Almost immediately upon airing, Identity, Pt. 2 was recognized as an important moment in television history: After the crew separate to rescue the Orville and warn the Union, all paths converge to a final, eight-minute long battle that was "the largest and most complex space battle visuals ever depicted on television."[4] The visual effects team was later nominated for an Emmy Award for their work on the episode.[5]

Identity, Pt. 2 is cherished by audiences and critics alike for transforming the seemingly docile, if cold, Kaylon into a terrifying enemy.
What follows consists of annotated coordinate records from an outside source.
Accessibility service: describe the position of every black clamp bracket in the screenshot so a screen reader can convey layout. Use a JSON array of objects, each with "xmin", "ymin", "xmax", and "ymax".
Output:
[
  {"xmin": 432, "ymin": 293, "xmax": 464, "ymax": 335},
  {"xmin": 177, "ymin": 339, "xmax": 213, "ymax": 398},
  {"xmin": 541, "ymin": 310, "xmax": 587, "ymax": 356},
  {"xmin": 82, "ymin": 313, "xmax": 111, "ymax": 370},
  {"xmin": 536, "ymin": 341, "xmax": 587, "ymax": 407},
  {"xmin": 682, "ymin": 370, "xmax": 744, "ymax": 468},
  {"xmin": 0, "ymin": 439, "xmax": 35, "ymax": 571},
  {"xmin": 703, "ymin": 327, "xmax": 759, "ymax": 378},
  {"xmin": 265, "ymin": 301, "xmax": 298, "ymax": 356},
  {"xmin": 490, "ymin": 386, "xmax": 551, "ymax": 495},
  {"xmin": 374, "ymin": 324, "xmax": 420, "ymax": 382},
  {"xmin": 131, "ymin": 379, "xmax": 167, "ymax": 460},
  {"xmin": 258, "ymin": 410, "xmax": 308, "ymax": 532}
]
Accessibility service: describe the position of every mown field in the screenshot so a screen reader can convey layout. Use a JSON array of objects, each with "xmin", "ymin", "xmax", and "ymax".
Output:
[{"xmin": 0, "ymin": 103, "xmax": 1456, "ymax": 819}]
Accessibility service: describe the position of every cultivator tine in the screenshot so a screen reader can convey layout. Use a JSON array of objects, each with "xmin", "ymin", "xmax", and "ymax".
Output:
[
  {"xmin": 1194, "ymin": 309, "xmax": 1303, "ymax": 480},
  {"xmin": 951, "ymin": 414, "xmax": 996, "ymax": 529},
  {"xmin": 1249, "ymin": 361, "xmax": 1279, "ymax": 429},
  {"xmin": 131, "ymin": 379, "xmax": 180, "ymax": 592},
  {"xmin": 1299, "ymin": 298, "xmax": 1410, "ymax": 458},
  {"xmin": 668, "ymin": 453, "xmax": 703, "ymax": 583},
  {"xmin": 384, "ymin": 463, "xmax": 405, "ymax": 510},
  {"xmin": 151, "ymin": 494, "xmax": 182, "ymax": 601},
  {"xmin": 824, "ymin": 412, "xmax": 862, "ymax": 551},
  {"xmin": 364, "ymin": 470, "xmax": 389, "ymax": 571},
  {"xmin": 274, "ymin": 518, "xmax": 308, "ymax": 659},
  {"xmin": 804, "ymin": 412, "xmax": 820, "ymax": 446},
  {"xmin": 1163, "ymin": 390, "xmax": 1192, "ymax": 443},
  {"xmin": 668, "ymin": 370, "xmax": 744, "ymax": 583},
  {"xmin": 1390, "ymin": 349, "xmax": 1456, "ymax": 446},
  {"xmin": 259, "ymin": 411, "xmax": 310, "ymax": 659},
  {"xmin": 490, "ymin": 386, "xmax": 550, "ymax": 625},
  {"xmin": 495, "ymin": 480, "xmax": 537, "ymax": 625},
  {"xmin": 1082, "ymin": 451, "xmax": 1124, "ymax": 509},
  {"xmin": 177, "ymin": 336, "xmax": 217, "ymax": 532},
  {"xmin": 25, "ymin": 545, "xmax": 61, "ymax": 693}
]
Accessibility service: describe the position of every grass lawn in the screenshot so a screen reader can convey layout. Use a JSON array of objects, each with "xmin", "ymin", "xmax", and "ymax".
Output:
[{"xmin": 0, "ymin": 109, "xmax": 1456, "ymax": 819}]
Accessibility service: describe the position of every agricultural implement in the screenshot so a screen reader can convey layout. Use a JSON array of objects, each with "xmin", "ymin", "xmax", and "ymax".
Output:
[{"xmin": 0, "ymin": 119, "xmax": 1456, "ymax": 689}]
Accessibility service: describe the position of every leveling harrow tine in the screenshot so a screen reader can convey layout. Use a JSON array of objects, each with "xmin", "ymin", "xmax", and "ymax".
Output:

The episode holds a rating of 9.3 on IMDB.[6] Roughly 3.151 million Americans watched the episode live, the third-highest figure for Season 2 until that point.[7]

Trailer Edit

20th Century Fox aired a 20-second trailer for Identity, Pt. 2 at the conclusion of Identity, Pt. 1.

The Orville 'Identity Pt

The Orville 'Identity Pt. 2'


Act 1Edit

The Kaylon invasion fleet races to Earth, spearheaded by the captured USS Orville, while the Orville's crew are held captive in their own shuttle bay. Second Officer Bortus and Chief Engineer John LaMarr wonder why the Kaylon keep them alive, but Captain Ed Mercer sees that the Kaylon need them for some ulterior purpose. Helmsman Gordon Malloy fruitlessly attempts to reason with a Kaylon guard.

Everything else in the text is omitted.